No Grande ABC Legislação precisa ser implementada para proibir nomeação em cargos de comissão; em Mauá projeto tramita na Câmara e Ribeirão já restringe
FOTO: Denis Maciel/DGABC/Banco de dados

A morte do cão Orelha, atacado no início de janeiro em uma praia de Santa Catarina, comoveu o País e motivou a realização de protestos e cobranças públicas por penas mais duras contra maus-tratos a animais. Atores de diferentes colorações e ideologias partidárias passaram a debater a criação de legislações mais rigorosas para punir agressores. As discussões, no entanto, levantam questionamentos sobre qual é a competência dos municípios na elaboração de regras punitivas.
No Grande ABC, cidades ampliam o debate sobre leis específicas de punibilidade. Quando há obscuridade em contratações ou indicações para cargos de confiança, por exemplo, aplica-se o entendimento previsto em regramento federal.
A Lei nº 9.605, de 12 de fevereiro de 1998, de Crimes Ambientais, tipifica condutas lesivas ao meio ambiente e define sanções penais e administrativas, responsabilizando pessoas físicas e jurídicas por danos à fauna, à flora, aos recursos naturais e ao patrimônio cultural.
As penas podem incluir reclusão, detenção ou multa e interdição temporária de direitos que prevê a proibição de condenados de contratar com o Poder Público, receber incentivos fiscais ou quaisquer outros benefícios, berm como de participar de licitações pelo prazo de até cinco anos.
Em Ribeirão Pires, segundo a Prefeitura, a Lei Municipal nº 7.067/2024 também estabelece restrições e proíbe a nomeação de condenados para cargos comissionados.
Em Mauá, a Prefeitura não respondeu aos questionamentos da reportagem. No entanto, tramita na Câmara projeto que veda a atuação no serviço público municipal de condenados por maus-tratos a animais.

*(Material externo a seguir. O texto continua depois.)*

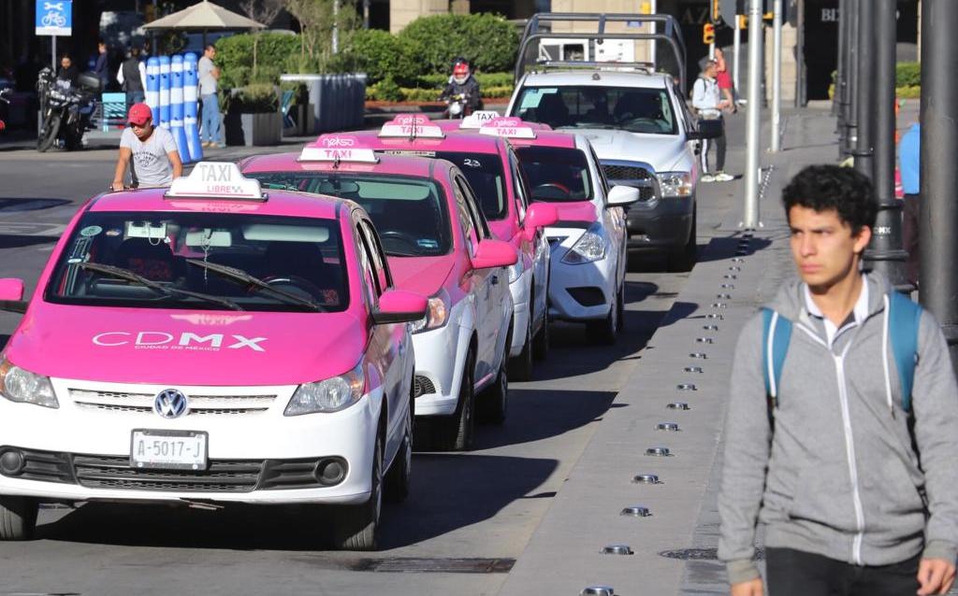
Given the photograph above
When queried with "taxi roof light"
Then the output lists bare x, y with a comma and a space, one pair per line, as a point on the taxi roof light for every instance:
411, 126
216, 180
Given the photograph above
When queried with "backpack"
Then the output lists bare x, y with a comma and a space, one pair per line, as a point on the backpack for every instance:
903, 322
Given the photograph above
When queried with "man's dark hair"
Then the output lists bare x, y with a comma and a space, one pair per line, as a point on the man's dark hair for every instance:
827, 187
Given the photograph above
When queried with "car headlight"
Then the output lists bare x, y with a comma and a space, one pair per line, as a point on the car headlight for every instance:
589, 248
675, 184
331, 395
437, 313
22, 386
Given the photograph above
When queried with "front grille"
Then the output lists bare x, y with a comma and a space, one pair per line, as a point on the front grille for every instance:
142, 403
422, 386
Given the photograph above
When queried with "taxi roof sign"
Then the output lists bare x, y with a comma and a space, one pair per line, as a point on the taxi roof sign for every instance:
411, 126
509, 127
216, 180
337, 149
478, 118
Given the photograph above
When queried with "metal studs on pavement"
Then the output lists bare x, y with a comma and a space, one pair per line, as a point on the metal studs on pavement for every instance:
646, 479
597, 591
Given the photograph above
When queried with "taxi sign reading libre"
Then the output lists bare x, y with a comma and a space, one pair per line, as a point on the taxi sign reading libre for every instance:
509, 127
411, 126
338, 148
478, 118
216, 180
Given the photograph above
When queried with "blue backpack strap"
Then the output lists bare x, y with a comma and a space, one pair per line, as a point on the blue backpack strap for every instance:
776, 335
904, 319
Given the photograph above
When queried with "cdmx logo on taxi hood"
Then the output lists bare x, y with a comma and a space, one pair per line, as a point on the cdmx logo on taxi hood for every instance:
183, 341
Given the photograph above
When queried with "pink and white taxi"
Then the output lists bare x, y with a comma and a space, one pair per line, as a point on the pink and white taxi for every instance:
439, 245
491, 167
211, 343
588, 265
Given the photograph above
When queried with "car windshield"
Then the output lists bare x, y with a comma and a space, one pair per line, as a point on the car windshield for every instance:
643, 110
202, 261
556, 174
409, 213
483, 171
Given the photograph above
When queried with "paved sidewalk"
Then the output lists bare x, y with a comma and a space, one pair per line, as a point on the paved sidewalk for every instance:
674, 547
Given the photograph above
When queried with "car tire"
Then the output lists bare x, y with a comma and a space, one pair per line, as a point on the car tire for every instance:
399, 477
494, 402
520, 367
606, 331
684, 258
18, 518
456, 432
357, 526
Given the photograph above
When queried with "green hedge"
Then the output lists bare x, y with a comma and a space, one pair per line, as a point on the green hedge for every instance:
908, 74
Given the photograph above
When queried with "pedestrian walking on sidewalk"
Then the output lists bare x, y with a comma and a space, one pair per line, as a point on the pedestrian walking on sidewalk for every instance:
708, 105
908, 159
840, 436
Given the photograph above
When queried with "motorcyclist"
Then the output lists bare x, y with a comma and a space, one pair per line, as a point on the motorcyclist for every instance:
463, 83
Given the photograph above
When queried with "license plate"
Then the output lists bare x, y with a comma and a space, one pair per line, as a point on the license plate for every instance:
168, 449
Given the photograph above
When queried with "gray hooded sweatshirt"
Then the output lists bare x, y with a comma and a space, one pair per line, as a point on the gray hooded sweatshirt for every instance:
839, 477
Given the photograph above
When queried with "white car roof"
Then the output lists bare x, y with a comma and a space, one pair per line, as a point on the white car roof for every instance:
607, 78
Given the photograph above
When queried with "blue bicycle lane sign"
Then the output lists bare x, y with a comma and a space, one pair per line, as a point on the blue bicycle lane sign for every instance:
54, 17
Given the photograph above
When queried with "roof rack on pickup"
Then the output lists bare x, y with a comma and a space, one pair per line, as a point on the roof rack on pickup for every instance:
540, 27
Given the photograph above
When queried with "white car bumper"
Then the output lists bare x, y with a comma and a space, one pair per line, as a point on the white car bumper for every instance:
255, 455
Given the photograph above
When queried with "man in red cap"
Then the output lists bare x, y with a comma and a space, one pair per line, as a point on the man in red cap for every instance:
149, 151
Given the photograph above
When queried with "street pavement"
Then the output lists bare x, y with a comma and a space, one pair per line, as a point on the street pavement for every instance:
530, 510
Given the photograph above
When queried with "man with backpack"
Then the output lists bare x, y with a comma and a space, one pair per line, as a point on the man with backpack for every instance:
841, 436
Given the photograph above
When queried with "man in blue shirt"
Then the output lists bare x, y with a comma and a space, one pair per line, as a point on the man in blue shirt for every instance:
908, 158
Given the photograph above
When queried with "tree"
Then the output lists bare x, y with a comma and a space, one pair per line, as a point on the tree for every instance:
261, 11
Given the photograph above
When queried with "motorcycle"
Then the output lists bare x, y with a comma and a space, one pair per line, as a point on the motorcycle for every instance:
67, 111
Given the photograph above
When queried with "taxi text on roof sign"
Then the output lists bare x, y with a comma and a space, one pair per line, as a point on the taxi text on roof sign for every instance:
337, 148
509, 127
216, 180
411, 126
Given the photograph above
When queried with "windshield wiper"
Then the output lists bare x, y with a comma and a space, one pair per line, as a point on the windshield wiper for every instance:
251, 280
166, 291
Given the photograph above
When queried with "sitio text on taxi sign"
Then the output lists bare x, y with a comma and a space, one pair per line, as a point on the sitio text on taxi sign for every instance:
215, 180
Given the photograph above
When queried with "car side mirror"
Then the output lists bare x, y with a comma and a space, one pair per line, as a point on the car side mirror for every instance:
399, 306
621, 195
494, 253
538, 216
11, 295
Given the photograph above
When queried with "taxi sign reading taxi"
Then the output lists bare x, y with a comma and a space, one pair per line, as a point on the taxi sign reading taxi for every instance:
509, 127
54, 17
412, 126
216, 180
336, 148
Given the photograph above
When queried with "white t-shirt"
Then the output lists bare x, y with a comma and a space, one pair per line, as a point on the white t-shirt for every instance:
151, 162
205, 73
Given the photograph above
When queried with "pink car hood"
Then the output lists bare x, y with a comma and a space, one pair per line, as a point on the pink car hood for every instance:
423, 275
127, 345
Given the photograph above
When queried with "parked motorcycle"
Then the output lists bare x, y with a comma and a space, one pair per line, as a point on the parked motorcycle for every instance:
67, 111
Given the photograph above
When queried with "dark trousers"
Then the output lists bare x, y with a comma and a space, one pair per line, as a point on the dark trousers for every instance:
795, 573
909, 232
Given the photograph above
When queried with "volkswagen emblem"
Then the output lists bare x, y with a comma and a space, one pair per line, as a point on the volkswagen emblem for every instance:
171, 403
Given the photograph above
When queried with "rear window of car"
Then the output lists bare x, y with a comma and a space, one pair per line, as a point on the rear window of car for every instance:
556, 175
635, 109
410, 214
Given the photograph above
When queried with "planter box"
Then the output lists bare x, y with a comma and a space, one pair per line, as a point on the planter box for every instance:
253, 129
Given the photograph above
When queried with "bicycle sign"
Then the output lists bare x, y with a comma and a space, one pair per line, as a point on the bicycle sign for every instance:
54, 17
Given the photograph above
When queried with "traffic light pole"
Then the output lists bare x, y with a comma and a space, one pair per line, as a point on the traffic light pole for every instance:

O texto prevê a proibição de nomeação para qualquer cargo, inclusive comissionados e de livre nomeação, na administração direta ou indireta, além de impedir a prestação de serviços ou participação em licitações pelo período de dez anos após o cumprimento da pena.
A proposta está em análise nas comissões de Justiça e Redação, de Finanças e Orçamento, com previsão de ir a plenário entre o fim deste mês e o início de março.
O autor do projeto, vereador Leonardo Alves (PSDB), justificou que a propositura tem por objetivo fortalecer a rede de proteção animal e estabelecer critérios éticos rigorosos para aqueles que pretendem ingressar no serviço público ou contratar com a municipalidade.
“Trata-se de uma medida de responsabilidade, que preserva a segurança jurídica e reforça o compromisso com a causa animal”, explicou. O texto, no entanto, não prevê regras para afastamento ou demissão imediata em caso de condenação.
Em Santo André, a Prefeitura informou que não há lei municipal que proíba condenados por maus-tratos a animais de assumir cargos públicos, seja por concurso, terceirização ou indicação, nem que impeça empresas cujos representantes tenham condenações de participar de licitações.
A Prefeitura de Diadema afirmou que segue a legislação federal e entendimentos do STF (Supremo Tribunal Federal), mas que não há norma municipal específica sobre o tema.
Já Rio Grande da Serra informou que também não possui legislação própria e adota as regras federal e estadual.
São Caetano e São Bernardo não responderam até o fechamento da reportagem.